玥咏站起身,走到房间角落的一个金属箱子前——打开锁扣。箱子里整整齐齐地排列着手术刀、止血钳、缝合针和各种型号的细管——在冷白色的灯光下反射着森冷的光芒。
她取出一支注射器——抽了满满一管淡蓝色的药液——走向茉莉。
"等你醒了——一切都会不一样了。"玥咏轻轻拍了拍茉莉的脸,像在哄一个即将入睡的孩子,"你会发现自己跑不动了——跳不高了——连打架都变得像在跳舞——"
"但没关系——你会发现自己也不需要那些东西了。"
冰冷的针尖——刺入了茉莉的脖颈。
淡蓝色的药液被缓缓推入她的血管。
她昏迷中的眉头又皱紧了一些——但始终没有醒来。
七、尾声——四个女人的流放
夜——深了。
纳瓦的黑帮游轮在公海上继续航行。甲板上的枪声和血迹已经被冲洗干净——仿佛什么都没有发生过。
豪华套房里,四名女奴被分别转移到了不同的船舱。
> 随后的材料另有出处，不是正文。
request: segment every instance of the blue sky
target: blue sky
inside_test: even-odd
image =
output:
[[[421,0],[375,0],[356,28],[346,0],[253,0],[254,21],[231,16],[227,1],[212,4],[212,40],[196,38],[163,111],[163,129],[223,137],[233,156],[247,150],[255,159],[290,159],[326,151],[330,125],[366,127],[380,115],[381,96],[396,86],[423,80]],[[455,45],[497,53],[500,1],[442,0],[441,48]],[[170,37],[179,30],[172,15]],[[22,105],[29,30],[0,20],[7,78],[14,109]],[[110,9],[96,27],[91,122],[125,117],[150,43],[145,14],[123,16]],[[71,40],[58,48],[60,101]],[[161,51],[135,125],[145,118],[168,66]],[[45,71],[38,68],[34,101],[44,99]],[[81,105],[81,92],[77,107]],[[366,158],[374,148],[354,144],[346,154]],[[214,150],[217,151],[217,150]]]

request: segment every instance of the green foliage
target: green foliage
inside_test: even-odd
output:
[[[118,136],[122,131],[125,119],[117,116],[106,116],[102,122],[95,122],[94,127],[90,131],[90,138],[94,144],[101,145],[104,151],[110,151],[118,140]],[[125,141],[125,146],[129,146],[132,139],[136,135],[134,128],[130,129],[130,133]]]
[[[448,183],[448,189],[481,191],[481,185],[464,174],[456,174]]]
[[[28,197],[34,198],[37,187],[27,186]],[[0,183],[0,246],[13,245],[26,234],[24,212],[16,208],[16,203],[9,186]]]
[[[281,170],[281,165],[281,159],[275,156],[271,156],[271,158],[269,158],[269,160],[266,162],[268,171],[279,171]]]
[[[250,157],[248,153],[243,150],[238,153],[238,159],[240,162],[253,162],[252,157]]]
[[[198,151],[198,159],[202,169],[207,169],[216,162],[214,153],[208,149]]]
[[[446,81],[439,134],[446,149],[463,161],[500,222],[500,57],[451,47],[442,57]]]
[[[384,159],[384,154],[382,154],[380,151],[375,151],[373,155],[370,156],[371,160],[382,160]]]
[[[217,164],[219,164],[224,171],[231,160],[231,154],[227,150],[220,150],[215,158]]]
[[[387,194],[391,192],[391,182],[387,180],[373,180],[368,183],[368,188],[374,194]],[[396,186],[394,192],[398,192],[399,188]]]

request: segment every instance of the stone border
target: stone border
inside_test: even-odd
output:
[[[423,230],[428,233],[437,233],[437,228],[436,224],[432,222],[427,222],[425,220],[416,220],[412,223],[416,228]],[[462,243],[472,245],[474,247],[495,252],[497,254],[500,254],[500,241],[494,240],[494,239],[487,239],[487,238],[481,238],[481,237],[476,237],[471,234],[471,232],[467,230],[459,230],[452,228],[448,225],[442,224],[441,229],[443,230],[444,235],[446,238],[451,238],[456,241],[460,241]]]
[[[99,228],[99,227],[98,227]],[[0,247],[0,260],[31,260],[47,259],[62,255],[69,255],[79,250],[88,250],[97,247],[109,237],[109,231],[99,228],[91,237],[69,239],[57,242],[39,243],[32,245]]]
蒋嫚盈和徐璐被关在一起——母女二人相拥在窄小的床上,在黑暗中谁也没有说话,只有压抑的啜泣声时断时续。兮兮被单独关在隔壁——她蜷缩在角落,目光空洞地盯着一面白墙,像一个被抽走了灵魂的空壳。
而茉莉——被送到了游轮最底层的一间经过改造的房间。
那间房间里摆着一张可调节的不锈钢手术床——床头挂着输液架,淡蓝色的药液正沿着透明的管子一滴一滴注入她手臂上的留置针。床边的器械台上——整齐排列着各种尚未开封的手术器械。
玥咏穿着一身无菌手术服,站在手术台前,低头俯视着那个已经完全失去知觉的女兵。
她拿起一支标记笔——用笔尖轻轻地在茉莉的前臂内侧画下第一道切口线。
指尖下的皮肤温热而柔软——那层小麦色的皮肤下,藏着一条条有力的肌腱和肌肉纤维。那是她作为一个军人最骄傲的资本——也是玥咏首先要剥夺的东西。
"别担心——我会很温柔的。"
玥咏的声音在空旷的船舱中低低回响——带着一种近乎虔诚的轻柔。
"等你醒来——你会变成一件完美的艺术品。"
手术灯——亮了。
与此同时——在数十海里之外的那艘渔船上——
铁人浑身湿透地站在船舷边,望着海天相接处那一片已经完全消失的游轮灯光。他的拳头狠狠砸在锈迹斑斑的栏杆上——指节上的皮肉裂开,鲜血顺着铁锈流淌。
弹头站在他身后——沉默了很久,然后开口:
"队长——上级来电——命令我们立即撤回。"
铁人没有回头。
"——他们说——营救一事——从长计议。"
海风吹过——带着咸腥的气息。
铁人终于低低地说了一句——声音沙哑得几乎听不出来是他自己的:
"——她会恨我一辈子。"
没有人回答他。
只有海浪拍打船体的声音——一声接一声——像某个女人在远处低低的哭泣。